FINRA: Collective Actions Can’t Be Arbitrated
For many years, employees and customers in the securities industry signed agreements that their disputes must be arbitrated before the self-regulatory organization for broker-dealers, Financial Industry Regulatory Authority (“FINRA”), previously known as the National Association of Securities Dealers (“NASD”). Compulsory arbitration has been the norm for small and large customer claims, employee disputes and large complex cases, excepting only class actions.
Rule 13204 prohibits class actions from being arbitrated under the Code:
Any claim that is based upon the same facts and law, and involves the same defendants as in a court-certified class action or a putative class action, or that is ordered by a court for class-wide arbitration at a forum not sponsored by a self-regulatory organization, shall not be arbitrated under the Code, unless the party bringing the claim files with FINRA one of the following:
(1) a copy of a notice filed with the court in which the class action is pending that the party will not participate in the class action or in any recovery that may result from the class action, or has withdrawn from the class according to any conditions set by the court; or
(2) a notice that the party will not participate in the class action or in any recovery that may result from the class action.
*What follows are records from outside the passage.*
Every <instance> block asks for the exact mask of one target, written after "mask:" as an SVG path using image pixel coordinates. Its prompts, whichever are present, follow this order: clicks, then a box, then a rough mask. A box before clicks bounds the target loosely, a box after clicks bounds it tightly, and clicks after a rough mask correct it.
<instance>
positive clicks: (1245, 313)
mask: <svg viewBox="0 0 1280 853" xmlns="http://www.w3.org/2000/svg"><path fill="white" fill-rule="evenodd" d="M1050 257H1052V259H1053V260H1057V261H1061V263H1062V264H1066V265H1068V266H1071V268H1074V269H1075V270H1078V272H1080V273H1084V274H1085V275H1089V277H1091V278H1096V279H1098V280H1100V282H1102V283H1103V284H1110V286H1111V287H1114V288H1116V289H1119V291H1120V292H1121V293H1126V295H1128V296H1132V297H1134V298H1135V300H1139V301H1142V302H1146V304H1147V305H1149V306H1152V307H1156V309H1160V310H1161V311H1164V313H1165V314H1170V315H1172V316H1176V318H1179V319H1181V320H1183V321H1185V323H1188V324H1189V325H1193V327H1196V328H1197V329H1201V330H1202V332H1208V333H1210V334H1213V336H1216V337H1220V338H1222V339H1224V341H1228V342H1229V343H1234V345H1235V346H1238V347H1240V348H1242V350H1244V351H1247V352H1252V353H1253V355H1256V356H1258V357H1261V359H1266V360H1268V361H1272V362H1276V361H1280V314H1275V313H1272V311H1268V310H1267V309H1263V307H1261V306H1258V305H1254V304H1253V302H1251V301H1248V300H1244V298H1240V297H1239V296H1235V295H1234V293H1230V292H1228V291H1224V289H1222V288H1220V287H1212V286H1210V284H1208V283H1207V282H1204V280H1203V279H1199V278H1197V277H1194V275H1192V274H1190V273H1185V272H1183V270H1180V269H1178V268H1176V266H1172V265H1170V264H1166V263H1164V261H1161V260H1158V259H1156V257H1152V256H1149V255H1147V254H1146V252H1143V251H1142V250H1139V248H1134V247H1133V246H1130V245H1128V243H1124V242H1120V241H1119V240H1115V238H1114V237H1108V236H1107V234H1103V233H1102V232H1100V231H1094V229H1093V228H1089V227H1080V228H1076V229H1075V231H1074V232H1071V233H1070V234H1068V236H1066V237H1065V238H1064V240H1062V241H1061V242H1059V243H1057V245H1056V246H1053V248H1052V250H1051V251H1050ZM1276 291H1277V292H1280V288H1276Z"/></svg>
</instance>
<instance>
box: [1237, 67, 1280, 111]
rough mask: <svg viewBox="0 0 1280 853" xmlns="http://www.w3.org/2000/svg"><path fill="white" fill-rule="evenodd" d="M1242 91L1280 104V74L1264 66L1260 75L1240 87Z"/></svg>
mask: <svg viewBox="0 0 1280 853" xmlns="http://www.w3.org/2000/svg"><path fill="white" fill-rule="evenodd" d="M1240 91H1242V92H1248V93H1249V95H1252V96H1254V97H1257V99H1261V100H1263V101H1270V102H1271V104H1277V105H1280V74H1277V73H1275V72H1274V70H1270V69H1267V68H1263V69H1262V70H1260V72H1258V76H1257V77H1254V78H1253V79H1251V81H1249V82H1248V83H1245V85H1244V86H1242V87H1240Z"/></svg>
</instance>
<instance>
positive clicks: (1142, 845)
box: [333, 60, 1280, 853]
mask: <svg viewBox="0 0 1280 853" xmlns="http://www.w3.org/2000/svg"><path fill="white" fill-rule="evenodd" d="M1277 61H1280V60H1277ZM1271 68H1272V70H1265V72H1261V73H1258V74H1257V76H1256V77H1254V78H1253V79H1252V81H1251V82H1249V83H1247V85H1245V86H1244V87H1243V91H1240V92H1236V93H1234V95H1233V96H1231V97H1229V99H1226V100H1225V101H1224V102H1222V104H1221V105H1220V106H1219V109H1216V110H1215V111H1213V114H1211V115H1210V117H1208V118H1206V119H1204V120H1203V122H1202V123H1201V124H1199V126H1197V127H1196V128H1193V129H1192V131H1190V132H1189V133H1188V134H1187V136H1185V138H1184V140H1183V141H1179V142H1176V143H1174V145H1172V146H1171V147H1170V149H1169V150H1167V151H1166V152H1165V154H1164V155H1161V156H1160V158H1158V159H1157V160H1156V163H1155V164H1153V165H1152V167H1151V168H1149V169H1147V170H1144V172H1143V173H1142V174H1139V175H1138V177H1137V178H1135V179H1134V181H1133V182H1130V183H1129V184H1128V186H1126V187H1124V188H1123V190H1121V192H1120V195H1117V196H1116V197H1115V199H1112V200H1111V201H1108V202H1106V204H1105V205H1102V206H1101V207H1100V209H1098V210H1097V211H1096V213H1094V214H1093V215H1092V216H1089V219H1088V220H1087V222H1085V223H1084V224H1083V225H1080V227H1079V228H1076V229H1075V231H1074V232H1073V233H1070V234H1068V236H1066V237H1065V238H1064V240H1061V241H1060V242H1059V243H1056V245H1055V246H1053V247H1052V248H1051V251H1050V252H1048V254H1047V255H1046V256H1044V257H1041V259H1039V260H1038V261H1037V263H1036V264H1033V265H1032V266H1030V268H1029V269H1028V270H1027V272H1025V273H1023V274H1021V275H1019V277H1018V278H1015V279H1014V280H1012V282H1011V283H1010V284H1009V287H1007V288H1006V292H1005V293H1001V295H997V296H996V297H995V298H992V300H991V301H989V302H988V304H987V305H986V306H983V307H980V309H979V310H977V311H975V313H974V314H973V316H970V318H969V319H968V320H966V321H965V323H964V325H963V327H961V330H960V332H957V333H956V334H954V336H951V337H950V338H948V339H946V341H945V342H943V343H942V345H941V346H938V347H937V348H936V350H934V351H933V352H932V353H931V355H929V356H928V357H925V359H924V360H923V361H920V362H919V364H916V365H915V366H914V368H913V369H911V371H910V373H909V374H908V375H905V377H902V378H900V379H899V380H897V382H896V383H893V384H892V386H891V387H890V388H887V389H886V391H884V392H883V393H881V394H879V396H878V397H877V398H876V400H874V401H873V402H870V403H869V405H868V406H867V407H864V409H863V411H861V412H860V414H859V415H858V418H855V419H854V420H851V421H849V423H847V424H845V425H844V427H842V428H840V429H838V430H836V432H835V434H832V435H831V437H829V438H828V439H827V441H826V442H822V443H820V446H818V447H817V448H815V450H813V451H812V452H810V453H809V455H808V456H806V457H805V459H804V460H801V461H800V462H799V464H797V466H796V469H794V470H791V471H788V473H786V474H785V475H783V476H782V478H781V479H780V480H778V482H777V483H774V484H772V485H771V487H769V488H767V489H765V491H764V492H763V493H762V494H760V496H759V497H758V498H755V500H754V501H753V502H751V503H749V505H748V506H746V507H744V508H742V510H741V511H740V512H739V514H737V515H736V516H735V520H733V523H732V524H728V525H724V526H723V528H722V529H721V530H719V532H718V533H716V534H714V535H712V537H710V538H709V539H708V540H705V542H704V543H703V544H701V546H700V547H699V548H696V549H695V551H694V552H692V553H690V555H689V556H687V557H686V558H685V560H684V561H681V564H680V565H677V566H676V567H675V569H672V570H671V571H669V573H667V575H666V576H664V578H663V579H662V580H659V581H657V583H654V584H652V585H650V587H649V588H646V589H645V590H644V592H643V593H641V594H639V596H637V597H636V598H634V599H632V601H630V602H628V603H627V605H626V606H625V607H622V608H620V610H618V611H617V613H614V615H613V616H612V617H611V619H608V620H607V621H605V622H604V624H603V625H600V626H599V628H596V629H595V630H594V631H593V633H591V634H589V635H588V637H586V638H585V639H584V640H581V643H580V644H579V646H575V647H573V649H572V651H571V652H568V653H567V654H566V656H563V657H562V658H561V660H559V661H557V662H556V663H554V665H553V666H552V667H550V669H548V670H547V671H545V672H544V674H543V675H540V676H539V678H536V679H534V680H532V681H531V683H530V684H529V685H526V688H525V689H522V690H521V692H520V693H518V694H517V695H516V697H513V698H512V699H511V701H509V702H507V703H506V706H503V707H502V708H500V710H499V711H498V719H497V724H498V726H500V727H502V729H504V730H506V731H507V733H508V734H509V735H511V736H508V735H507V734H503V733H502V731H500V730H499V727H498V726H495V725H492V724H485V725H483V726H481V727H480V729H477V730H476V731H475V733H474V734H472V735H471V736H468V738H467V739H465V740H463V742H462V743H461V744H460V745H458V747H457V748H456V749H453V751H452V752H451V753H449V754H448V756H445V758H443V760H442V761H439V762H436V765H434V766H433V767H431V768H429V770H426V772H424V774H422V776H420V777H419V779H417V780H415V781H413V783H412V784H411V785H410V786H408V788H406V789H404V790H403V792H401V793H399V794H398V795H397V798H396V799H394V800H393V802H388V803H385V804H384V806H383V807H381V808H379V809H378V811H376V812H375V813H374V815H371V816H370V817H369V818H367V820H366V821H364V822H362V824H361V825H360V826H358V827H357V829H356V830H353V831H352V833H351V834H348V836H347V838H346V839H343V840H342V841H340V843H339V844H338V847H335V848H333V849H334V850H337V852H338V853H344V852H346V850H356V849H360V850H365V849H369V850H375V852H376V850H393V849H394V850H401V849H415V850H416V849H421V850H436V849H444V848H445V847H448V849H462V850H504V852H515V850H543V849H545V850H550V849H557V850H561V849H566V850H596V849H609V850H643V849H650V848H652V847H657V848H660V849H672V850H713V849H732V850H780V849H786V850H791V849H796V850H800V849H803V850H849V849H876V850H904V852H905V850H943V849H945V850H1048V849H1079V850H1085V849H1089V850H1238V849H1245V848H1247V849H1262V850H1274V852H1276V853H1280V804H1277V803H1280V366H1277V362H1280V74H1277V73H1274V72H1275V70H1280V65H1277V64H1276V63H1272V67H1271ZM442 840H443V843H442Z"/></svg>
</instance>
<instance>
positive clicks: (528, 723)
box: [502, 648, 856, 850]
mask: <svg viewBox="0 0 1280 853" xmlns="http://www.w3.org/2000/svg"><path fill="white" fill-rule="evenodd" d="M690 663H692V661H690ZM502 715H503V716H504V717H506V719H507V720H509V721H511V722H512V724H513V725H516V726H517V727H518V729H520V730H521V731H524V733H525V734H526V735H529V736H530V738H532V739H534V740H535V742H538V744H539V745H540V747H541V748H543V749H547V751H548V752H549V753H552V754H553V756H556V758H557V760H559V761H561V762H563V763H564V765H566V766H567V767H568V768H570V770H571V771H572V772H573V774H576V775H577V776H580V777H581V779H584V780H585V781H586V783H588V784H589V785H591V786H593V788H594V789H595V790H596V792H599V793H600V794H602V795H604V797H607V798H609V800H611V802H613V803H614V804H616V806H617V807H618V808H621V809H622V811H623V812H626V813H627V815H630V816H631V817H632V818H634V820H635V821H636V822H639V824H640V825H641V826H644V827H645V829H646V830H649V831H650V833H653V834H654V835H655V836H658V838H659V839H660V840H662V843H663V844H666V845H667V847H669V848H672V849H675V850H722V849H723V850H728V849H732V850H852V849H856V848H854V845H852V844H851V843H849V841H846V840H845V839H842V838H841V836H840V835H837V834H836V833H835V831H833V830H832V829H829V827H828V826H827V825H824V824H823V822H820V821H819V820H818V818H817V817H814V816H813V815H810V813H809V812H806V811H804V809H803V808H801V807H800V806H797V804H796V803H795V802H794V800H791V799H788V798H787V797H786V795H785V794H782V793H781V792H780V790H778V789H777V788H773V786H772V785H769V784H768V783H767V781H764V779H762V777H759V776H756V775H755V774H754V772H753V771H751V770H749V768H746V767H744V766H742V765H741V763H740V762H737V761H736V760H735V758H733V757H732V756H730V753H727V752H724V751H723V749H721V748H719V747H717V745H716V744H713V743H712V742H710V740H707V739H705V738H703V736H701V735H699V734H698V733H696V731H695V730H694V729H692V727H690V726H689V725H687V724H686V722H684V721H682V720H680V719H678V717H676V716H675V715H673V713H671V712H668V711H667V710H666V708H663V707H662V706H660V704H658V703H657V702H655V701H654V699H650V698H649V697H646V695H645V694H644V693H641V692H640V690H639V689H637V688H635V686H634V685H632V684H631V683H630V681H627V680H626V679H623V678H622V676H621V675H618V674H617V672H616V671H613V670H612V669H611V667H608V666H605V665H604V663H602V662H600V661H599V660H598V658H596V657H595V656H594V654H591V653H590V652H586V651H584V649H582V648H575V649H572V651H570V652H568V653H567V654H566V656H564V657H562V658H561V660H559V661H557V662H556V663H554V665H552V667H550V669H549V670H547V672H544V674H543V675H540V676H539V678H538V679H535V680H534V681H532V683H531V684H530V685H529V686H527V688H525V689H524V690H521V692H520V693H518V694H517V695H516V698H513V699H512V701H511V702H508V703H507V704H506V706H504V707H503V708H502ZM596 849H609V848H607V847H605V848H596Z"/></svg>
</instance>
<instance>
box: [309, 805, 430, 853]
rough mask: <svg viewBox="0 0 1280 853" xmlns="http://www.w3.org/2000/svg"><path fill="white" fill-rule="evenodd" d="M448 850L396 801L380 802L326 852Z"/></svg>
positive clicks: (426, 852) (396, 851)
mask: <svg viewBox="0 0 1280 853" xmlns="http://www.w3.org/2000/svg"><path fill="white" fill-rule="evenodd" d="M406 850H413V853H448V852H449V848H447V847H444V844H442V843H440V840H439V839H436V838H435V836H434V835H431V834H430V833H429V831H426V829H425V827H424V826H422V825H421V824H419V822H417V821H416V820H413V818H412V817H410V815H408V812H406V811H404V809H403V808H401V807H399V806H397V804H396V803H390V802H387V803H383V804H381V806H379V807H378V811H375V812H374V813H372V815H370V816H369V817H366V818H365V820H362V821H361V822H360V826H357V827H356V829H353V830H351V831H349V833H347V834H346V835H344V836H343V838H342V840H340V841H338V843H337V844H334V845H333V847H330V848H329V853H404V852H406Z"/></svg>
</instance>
Now, with collective actions having increased in popularity, and despite FINRA having experienced, well-trained arbitrators hearing its cases, FINRA now believes that collective actions under the Fair Labor Standards Act (FLSA), the Age Discrimination in Employment Act (ADEA), and the Equal Pay Act of 1963 (EPA) would best be heard in the courts.
Why should these claims be excluded from arbitration under the Industry Code? The courts see differences between class actions and collective actions. See, e.g., Velez v. Perrin Holden & Davenport Capital Corp., 769 F.Supp.2d 445 (S.D.N.Y. 2011) (compelling arbitration because collective action differs from class action); Gomez v. Brill Securities, Inc., 2010 WL 4455827 (S.D.N.Y. Nov. 2, 2010) (recognizing significant differences between an opt-out class action and an opt-in collective action; Gomez v. Brill Securities, Inc., 2012 WL 851644 (NY App. 1st Dept. Mar. 15, 2012) (denying motion to dismiss or to compel arbitration of class action claims).
Bottom Line for Employers
FINRA claims that the courts have established procedures to manage both types of representative claims. It also believes that the rule change would preserve access to courts for these types of claims for employees of FINRA members. Of course it does, but couldn’t FINRA do so as well?